There is a charge each time a credit report is frozen and also when the freeze is lifted. The cost in Wyoming is $10. Equifax has waived this fee until the end of January, Ehmke says.
He recommends freezing credit at all three agencies -- Equifax, Experian and TransUnion -- as the best identity theft protection.
“You’d need to do it with each of the main credit reporting agencies for both yourself and for a spouse,” Ehmke says. “Remember that you'll have to ‘unfreeze’ your report temporarily if you want to open a new line of credit yourself.”
He says Equifax has announced a new service called a credit lock, which the company says will launch by Jan. 31.

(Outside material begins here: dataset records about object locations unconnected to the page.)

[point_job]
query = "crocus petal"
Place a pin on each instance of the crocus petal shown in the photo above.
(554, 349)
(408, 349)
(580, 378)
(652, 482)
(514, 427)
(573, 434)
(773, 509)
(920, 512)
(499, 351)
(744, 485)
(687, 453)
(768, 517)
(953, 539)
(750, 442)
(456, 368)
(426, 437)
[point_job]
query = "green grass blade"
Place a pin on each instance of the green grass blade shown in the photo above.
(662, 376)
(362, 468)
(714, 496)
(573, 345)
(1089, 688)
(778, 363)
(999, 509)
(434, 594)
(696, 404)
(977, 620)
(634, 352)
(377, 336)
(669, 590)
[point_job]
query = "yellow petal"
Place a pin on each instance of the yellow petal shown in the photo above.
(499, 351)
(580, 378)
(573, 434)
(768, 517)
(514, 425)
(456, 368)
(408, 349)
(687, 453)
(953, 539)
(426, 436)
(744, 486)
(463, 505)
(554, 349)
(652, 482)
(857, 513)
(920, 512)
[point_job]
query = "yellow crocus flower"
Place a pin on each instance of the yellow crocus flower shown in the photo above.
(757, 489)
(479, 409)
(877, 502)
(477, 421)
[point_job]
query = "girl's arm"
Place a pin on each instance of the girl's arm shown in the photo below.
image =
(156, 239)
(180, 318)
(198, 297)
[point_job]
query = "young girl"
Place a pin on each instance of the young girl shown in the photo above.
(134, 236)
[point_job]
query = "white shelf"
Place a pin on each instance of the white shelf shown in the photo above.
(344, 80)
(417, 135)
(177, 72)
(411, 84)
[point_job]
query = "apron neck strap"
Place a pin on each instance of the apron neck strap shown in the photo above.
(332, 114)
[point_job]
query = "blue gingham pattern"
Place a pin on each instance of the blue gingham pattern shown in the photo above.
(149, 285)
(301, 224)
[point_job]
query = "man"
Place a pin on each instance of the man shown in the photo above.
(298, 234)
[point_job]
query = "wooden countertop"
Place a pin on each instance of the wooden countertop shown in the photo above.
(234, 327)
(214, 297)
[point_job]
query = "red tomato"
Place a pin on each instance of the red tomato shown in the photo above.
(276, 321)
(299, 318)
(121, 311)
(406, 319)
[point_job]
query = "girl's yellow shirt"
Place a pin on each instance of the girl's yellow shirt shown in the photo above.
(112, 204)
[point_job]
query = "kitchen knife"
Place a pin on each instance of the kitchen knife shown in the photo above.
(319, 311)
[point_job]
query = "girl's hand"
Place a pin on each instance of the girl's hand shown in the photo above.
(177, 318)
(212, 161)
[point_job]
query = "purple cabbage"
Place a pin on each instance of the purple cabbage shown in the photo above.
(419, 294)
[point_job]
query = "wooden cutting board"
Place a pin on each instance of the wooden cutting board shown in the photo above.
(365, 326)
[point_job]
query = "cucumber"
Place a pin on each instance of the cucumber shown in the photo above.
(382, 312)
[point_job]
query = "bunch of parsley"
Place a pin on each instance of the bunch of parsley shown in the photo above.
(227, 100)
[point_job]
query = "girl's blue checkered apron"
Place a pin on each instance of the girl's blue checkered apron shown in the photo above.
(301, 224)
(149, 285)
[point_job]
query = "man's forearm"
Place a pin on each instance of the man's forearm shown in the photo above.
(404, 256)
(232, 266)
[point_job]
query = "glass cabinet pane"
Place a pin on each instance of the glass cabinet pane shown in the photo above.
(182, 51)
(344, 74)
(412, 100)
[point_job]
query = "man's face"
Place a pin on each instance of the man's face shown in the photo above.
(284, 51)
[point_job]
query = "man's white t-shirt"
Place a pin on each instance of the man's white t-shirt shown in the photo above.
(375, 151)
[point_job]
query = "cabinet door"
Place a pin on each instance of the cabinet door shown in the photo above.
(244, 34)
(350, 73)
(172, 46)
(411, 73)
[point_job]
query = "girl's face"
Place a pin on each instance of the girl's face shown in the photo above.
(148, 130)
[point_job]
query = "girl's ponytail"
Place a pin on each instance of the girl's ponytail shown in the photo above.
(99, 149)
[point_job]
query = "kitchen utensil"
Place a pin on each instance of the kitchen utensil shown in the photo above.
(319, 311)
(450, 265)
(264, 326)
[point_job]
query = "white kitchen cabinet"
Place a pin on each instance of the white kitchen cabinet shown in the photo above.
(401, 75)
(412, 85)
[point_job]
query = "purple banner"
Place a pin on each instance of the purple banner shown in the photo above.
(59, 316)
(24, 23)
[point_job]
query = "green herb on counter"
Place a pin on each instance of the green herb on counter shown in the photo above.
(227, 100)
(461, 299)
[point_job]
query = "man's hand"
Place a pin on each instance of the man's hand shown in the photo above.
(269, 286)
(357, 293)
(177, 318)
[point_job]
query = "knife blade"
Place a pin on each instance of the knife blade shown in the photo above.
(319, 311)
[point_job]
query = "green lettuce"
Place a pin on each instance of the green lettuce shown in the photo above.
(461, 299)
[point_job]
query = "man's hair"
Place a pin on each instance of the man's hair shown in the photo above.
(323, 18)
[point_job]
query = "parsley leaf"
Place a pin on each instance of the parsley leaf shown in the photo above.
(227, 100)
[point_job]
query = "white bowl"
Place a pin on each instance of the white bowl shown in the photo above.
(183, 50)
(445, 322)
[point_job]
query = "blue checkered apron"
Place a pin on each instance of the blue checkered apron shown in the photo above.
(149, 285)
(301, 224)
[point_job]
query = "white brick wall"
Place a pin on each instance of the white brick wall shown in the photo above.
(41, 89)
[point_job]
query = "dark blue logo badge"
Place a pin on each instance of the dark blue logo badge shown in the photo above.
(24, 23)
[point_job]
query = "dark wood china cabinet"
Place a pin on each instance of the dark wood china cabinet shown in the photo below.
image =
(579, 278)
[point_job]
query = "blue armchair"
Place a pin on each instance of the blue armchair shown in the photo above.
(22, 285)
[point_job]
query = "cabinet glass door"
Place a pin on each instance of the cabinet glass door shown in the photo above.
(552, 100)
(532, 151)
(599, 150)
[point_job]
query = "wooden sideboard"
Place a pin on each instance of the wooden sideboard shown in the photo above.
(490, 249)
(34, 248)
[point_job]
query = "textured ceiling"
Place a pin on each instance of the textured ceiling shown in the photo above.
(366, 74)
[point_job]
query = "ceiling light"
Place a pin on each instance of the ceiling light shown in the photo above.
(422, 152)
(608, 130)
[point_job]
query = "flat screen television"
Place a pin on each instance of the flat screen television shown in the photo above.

“Offering a credit lock is a more significant offer than Equifax's previous ones of one free year of credit monitoring or its promise to waive the fee to freeze your credit through the end of January, since it is free for life, but it offers slightly less than a credit freeze,” Ehmke says.
A credit lock is similar to a credit freeze, in that it limits access to a credit report, but a credit freeze offers more protection as the law guarantees it, he says. Lifting a credit freeze can take between 24 and 48 hours, but not every credit lock program is instantaneous, and not every credit lock program is free.
“I would certainly recommend signing up for the one year of Equifax's credit monitoring service, which they call TrustedID Premier, and I would definitely consider credit freezes. Unfortunately, doing both a freeze and a lock isn’t possible,” Ehmke says.
So far, 7.5 million people have signed up for the free year of credit monitoring Equifax offered following the breach. But, after that, consumers will have to pay Equifax $17 a month to continue the service.
“But, I would be hesitant to pay to do anything that I can do myself for free,” Ehmke says.
Regularly checking credit reports from the three agencies is one strategy people can take with credit reports and identity theft. Federal law provides free access to each once a year (at www.annualcreditreport.com). There is overlap in the content of the reports, so checking a different one every four months gives a rolling sense of what is in them across the year, he says.
“Monitoring credit reports helps identify whether a horse got out of the corral. A freeze might be more like helping to keep the gate closed,” Ehmke says.
He cautions that credit freezes will not deter non-credit-related frauds such as tax refund identity theft and health insurance fraud.
“For that, vigilance is about all we can recommend,” Ehmke says.